Dihydrogen‐Driven NADPH Recycling in Imine Reduction and P450‐Catalyzed Oxidations Mediated by an Engineered O<sub>2</sub>‐Tolerant Hydrogenase
Janina Preissler, Holly A. Reeve, Tianze Zhu, Jake H. Nicholson, Kouji Urata, Lars Lauterbach, Luet‐Lok Wong, Kylie A. Vincent, Oliver Lenz
Abstract
Abstract The O 2 ‐tolerant NAD + ‐reducing hydrogenase (SH) from Ralstonia eutropha ( Cupriavidus necator ) has already been applied in vitro and in vivo for H 2 ‐driven NADH recycling in coupled enzymatic reactions with various NADH‐dependent oxidoreductases. To expand the scope for application in NADPH‐dependent biocatalysis, we introduced changes in the NAD + ‐binding pocket of the enzyme by rational mutagenesis, and generated a variant with significantly higher affinity for NADP + than for the natural substrate NAD + , while retaining native O 2 ‐tolerance.
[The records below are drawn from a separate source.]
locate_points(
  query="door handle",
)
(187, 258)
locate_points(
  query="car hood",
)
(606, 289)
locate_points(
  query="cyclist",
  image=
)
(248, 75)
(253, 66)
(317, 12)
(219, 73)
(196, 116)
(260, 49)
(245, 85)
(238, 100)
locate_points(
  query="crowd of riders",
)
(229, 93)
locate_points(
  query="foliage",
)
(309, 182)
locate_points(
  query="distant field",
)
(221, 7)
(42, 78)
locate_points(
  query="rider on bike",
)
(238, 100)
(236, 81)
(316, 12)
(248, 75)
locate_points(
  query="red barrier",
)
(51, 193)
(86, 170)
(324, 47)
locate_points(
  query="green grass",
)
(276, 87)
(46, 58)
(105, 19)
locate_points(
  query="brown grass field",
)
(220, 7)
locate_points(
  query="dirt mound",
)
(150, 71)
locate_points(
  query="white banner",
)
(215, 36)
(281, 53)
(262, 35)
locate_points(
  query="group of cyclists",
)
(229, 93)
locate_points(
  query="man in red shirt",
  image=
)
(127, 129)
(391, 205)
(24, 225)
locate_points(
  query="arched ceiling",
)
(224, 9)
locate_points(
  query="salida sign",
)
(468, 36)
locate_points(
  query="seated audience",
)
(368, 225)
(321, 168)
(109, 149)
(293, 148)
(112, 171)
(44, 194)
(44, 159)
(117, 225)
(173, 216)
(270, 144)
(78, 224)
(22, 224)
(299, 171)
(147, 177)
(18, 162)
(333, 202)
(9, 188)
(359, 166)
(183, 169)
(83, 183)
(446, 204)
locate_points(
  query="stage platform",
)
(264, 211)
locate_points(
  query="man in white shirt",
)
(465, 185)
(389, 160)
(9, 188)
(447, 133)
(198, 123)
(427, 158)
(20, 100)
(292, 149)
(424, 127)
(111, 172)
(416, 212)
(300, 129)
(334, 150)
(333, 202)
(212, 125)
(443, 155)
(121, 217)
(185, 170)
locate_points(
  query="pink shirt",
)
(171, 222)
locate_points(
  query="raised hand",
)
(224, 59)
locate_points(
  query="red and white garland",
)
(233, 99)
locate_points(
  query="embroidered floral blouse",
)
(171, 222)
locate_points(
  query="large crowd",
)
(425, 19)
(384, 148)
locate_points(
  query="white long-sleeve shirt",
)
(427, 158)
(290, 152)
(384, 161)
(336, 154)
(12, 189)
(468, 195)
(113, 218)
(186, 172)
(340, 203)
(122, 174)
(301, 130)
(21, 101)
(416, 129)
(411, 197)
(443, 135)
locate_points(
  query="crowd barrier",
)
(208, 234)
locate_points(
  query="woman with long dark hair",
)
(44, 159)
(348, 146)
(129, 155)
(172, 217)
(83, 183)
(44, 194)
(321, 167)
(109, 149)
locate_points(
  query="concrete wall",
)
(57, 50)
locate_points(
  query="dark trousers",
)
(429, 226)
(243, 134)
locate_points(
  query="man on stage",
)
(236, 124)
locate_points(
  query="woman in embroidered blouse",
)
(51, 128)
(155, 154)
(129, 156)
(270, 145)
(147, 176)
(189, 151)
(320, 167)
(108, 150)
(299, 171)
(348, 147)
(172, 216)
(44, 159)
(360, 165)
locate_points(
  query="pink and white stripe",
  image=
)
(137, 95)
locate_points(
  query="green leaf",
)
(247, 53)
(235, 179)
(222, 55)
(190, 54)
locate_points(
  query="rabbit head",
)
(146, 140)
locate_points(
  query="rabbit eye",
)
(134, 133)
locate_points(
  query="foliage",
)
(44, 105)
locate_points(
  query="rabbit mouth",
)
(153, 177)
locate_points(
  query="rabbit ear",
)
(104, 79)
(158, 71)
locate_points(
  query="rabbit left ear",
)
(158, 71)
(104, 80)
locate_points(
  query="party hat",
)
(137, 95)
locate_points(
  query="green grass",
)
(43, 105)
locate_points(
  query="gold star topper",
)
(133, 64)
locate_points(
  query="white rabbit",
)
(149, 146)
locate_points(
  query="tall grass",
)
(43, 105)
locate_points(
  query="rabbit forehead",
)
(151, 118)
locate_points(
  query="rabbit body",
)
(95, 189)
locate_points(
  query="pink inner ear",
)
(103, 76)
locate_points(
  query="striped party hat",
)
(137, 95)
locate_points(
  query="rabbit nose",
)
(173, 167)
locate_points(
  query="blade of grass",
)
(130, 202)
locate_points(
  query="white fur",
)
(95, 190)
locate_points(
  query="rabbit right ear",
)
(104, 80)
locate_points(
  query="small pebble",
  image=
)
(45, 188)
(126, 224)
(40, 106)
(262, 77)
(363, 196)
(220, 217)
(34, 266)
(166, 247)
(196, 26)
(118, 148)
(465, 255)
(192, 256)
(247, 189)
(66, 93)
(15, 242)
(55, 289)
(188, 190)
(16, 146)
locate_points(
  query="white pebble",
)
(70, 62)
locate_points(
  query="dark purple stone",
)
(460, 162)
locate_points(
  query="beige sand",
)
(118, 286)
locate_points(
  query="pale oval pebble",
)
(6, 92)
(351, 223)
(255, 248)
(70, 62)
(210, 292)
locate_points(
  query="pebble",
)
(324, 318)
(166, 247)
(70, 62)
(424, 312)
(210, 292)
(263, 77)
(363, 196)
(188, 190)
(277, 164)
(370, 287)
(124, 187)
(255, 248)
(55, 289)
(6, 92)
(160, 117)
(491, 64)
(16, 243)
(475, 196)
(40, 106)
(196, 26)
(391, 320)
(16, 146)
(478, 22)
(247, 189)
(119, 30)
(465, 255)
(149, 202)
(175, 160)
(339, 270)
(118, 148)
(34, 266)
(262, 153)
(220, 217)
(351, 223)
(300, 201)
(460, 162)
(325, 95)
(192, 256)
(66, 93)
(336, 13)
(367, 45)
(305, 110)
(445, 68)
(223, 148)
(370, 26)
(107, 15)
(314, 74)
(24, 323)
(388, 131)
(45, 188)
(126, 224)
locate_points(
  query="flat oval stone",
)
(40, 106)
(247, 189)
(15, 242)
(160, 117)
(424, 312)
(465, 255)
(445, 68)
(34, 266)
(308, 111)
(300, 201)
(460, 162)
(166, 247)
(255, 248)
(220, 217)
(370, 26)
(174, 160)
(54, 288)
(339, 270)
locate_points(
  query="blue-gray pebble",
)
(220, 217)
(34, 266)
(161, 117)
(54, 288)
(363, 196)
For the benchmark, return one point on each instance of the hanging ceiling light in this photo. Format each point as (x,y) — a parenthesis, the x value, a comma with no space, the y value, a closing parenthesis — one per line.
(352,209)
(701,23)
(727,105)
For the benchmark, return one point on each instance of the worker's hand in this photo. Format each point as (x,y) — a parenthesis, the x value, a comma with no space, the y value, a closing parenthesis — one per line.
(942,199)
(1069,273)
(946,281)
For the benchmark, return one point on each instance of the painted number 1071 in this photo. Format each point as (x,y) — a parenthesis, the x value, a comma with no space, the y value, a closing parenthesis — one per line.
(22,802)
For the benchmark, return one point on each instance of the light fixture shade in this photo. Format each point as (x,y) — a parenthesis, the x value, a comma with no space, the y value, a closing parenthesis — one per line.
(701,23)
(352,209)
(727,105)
The applicability of the SH variant in H 2 ‐driven NADPH supply was demonstrated by the full conversion of 2‐methyl‐1‐pyrroline into a single enantiomer of 2‐methylpyrrolidine catalysed by a stereoselective imine reductase. In an even more challenging reaction, the SH supported a cytochrome P450 monooxygenase for the oxidation of octane under safe H 2 /O 2 mixtures. Thus, the re‐designed SH represents a versatile platform for atom‐efficient, H 2 ‐driven cofactor recycling in biotransformations involving NADPH‐dependent oxidoreductases.